Напротив, перед окнами, высилось правое крыло дома. За изломами его горбатой крыши голубело, блекло и темнело небо; оттуда же спозаранок выходило солнце, заряжавшее на весь день Олежку хорошим настроением.
На уровне четвертого этажа в светлый, под слоновую кость, кирпич были вкраплены веселые аккуратные квадратики зеленых и синих изразцов, а под самым карнизом тянулась лепнина. Орнамент прерывался выточенными, по-видимому из мрамора, медальонами-горельефами с изображением сатиров, шутов, мимов и паяцев разных эпох — от Эпихарма и Плавта до Гюго и Леонкавалло. Рожи были мерзкие, издевательские и ничего, кроме страха и отвращения, не вызывали. Познавая мир, Олег разглядывал уродов в отцовский восьмикратный бинокль и удивлялся их беспринципной долговечности: шуты кривлялись, хохотали и в день 300-летия дома Романовых, и в гражданскую войну, и в студеные, голодные, кровоточащие блокадные дни. Мать гладила его по голове и называла «философом».

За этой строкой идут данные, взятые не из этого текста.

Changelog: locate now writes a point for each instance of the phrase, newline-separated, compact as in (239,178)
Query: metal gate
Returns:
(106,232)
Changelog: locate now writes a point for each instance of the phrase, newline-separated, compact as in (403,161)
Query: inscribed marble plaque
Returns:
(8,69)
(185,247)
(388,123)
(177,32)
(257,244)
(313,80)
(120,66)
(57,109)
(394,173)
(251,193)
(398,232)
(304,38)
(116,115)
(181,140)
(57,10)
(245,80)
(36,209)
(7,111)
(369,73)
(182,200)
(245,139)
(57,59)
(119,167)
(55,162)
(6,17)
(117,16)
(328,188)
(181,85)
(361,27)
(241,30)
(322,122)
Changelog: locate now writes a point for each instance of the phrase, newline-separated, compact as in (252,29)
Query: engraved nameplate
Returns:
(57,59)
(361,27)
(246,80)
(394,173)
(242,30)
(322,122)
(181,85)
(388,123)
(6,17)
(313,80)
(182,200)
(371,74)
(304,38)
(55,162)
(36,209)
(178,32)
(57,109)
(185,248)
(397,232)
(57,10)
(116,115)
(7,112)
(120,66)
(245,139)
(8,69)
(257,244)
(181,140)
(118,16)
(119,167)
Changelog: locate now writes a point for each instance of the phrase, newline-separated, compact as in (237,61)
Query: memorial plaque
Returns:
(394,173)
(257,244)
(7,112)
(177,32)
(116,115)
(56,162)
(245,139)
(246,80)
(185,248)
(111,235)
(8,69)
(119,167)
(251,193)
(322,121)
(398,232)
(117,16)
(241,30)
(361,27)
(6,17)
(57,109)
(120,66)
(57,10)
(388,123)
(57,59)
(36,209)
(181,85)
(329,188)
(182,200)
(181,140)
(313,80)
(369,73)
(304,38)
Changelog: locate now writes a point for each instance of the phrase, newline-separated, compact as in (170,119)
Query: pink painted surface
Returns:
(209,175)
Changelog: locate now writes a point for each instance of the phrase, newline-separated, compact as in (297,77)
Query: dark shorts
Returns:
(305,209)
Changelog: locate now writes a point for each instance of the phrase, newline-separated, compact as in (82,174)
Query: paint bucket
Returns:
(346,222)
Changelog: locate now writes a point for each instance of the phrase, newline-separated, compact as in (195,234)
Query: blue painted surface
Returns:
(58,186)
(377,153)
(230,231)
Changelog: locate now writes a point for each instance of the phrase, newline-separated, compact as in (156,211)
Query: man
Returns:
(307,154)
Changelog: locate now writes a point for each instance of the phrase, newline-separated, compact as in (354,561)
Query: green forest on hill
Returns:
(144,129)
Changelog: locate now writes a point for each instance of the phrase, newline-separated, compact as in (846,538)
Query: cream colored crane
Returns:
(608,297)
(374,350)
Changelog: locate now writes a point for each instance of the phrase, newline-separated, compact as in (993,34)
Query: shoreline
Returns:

В последнюю войну, осенью, среди бела дня, в полированный цоколь у самой парадной ударил снаряд и брызнул осколками. Долго валялись, перемешавшись в пыли, а потом и в снегу, обломки металла, стекла и гранита. Мусор затем погрузили в кривобокую тележку, снег растаял и унес с собой пыль, а лилия войны застыла на стене навечно, как укор Жестокости.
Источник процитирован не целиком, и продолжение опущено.